Paul is angry at the religious legalists who were teaching the Galatian believers that, in order to be saved, they had to follow strict laws. Such a mindset, according to Paul, is that of a slave – for, rather than depending on grace as a natural child does, a slave is constantly nervous about whether enough has been done to please the master.
In Luke 15, the Pharisees (read: religious legalists) were angry with Jesus for eating with “sinners.” In response, Jesus tells them three parables: the lost sheep, the lost coin, and the lost son. In each, he tells of the finder’s love for the lost item and the thrill of its finding. In the parable of the lost son, in particular, Jesus considers the difference between God as father and God as master:
When [the son] came to his senses, he said, “How many of my father’s hired men have food to spare, and here I am starving to death! I will set out and go back to my father and say to him, ‘Father, I have sinned against heaven and against you. I am no longer worthy to be called your son; make me like one of your hired men.’” So he got up and went to his father.

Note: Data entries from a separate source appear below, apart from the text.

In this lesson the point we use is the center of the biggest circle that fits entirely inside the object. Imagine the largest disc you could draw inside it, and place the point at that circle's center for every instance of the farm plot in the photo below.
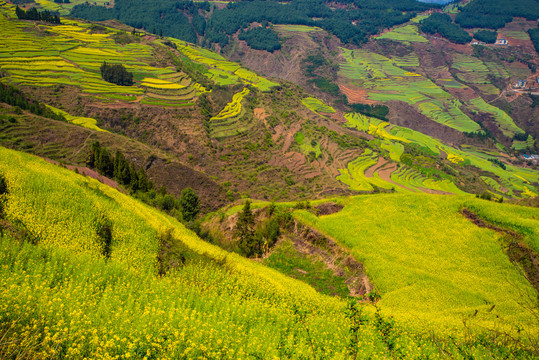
(504, 121)
(228, 122)
(384, 80)
(441, 267)
(226, 71)
(317, 106)
(471, 69)
(73, 56)
(86, 122)
(354, 174)
(307, 146)
(296, 28)
(406, 34)
(517, 180)
(410, 60)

But while he was still a long way off, his father saw him and was filled with compassion for him; he ran to his son, threw his arms around him and kissed him. The son said to him, “Father, I have sinned against heaven and against you. I am no longer worthy to be called your son.” But the father said to his servants, “Quick! Bring the best robe and put it on him. Put a ring on his finger and sandals on his feet. Bring the fattened calf and kill it. Let’s have a feast and celebrate. For this son of mine was dead and is alive again; he was lost and is found.” So they began to celebrate.
In Galatians 5, Paul is angry with the religious legalists because they think that the only way to get near to God is to work for Him. They relate to God as a slave relates to his master. They did not understand grace and mercy because they did not relate to God as a son to his father. But, Paul understood:
For freedom Christ has set us free; stand fast therefore, and do not submit again to the yoke of slavery.
How do you relate to God? As a child of the Father or as a slave to the master?